И Алмауремо быстро пересказал друзьям обстоятельства встречи и разговор, и, конечно, совет, который получил.
– В этом есть смысл, – задумчиво протянул Неллэлиндо.
– Ты собираешься так и поступить? – поинтересовался Эллаирон у Алмауремо.
– Да, я прямо сейчас вернусь туда, – ответил тот, не раздумывая.
– А если он не придет? Я хочу сказать, совсем. Ты так и будешь его ждать до Второго хора?
– Не знаю, надеюсь, так много времени не понадобиться, – честно признался Алмауремо.
– А может, лучше не надо? – спросил Эллаирон. – Можно ведь учиться и у кого-то из эльдар или вообще заняться чем-нибудь другим.
– Нет, – твердо сказал Алмауремо. – Я не хочу ничего другого и другого учителя не хочу. Я возвращаюсь.
– Я, пожалуй, составлю тебе компанию, – вступил в разговор до этого молчавший Неллэлиндо. – Не уверен насчет Второго хора, но пока время у нас есть.
У Алмауремо потеплело на сердце. Он знал, что ожидание может оказаться действительно долгим и очень непростым, а вместе все-таки не так тяжело. Вот бы еще...
Алмауремо посмотрел прямо в лицо Эллаирону:
–А ты? – он сам не чувствовал, как сильно закусил губу, ожидая ответа.
Эллаирон, явно сомневаясь, переводил взгляд с одного друга на другого, и наконец решился:
– Ладно, я с вами.
И они двинулись дальше все втроем.
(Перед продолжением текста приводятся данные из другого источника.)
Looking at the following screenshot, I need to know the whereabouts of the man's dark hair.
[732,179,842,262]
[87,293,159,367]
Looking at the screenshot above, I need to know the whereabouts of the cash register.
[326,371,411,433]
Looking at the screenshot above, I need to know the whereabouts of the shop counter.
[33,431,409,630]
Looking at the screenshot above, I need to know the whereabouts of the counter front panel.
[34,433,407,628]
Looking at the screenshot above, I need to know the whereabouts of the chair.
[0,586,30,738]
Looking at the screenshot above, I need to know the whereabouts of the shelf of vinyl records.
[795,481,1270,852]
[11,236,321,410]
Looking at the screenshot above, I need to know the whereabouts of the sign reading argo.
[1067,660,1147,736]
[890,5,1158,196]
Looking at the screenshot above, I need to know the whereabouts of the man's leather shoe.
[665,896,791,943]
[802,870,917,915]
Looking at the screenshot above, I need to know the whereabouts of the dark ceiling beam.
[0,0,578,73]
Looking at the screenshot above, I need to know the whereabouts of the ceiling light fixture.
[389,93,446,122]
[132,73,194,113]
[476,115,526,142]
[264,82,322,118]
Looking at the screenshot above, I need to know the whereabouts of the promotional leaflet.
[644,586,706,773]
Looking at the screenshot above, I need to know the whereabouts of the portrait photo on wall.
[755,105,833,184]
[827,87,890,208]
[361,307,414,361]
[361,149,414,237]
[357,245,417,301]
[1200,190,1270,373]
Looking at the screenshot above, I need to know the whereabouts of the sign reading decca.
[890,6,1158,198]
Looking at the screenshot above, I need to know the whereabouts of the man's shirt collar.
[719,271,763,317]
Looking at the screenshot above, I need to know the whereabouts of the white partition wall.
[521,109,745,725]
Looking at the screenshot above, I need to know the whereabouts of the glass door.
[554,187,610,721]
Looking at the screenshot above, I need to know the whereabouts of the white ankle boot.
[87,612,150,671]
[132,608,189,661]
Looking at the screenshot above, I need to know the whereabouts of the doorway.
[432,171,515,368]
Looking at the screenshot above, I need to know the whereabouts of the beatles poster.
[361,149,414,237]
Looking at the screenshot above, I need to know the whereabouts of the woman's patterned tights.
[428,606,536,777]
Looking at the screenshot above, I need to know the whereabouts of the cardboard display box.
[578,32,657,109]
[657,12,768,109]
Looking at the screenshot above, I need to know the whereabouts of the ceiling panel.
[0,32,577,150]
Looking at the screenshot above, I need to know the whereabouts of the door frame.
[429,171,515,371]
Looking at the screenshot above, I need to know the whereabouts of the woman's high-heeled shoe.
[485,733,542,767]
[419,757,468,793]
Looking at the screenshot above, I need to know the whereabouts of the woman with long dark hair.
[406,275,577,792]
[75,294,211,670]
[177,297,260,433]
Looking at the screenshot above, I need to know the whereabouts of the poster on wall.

Через некоторое время Эллаирон спросил:
– А что это была за женщина?
– Не знаю, если честно, – откликнулся Алмауремо. – Вы ее не видели?
– Нет, на поляне было пусто, – ответил Неллэлиндо.
– Жаль, – Алмауремо и правда огорчился.
– Ну, может, ее еще можно узнать по чему-нибудь, – предположил Эллаирон. – Что в ней было самое приметное?
– Голубые глаза, очень яркие, – припомнил Алмауремо.
– Это не поможет, – уверенно сказал Эллаирон, – Глаза у всех ваниар такие, и, кажется, чем они старше, тем глаза ярче.
– Еще она играет на арфе...
– Ну, точно ваниа, – решил Эллаирон. – Они все музыканты.
– Нет, все так играть не могут,– возразил Алмауремо, которому живо вспомнилась чудесная мелодия. – К тому же, она говорила, как нолдэ, и одета была, как нолдэ, только волосы убраны под темное покрывало, цвета не узнать.
– О! – воскликнул Неллэлиндо.
– Что?! – хором откликнулись Алмауремо и Эллаирон.
– Нет... я просто подумал... – Неллэлиндо поколебался секунду и договорил: – Что это могла быть госпожа Индис, мать нашего короля. Мне бабушка рассказывала, что когда-то она играла, как никто другой, и самый слабый отголосок ее мелодий веселил сердце. И она пела, и ей подпевали птицы. Но теперь, говорят, она не играет и не поет, потому что горе утомило ее душу. Она не приходит в Тирион, и много лет никто из нолдор не видел ее, – Неллэлиндо сделал паузу. – Так что вряд ли это она.
– Но мы ведь не в Тирионе, правда? – откликнулся Алмауремо. – И едва ли кому-то приходило в голову разыскивать ее в лесу, чтобы узнать, играет ли она здесь.
– Да, может, ты и прав, – согласился Неллэлиндо.
– Но все равно этого никак не проверить, – заметил Эллаирон. – Не станем же мы спрашивать.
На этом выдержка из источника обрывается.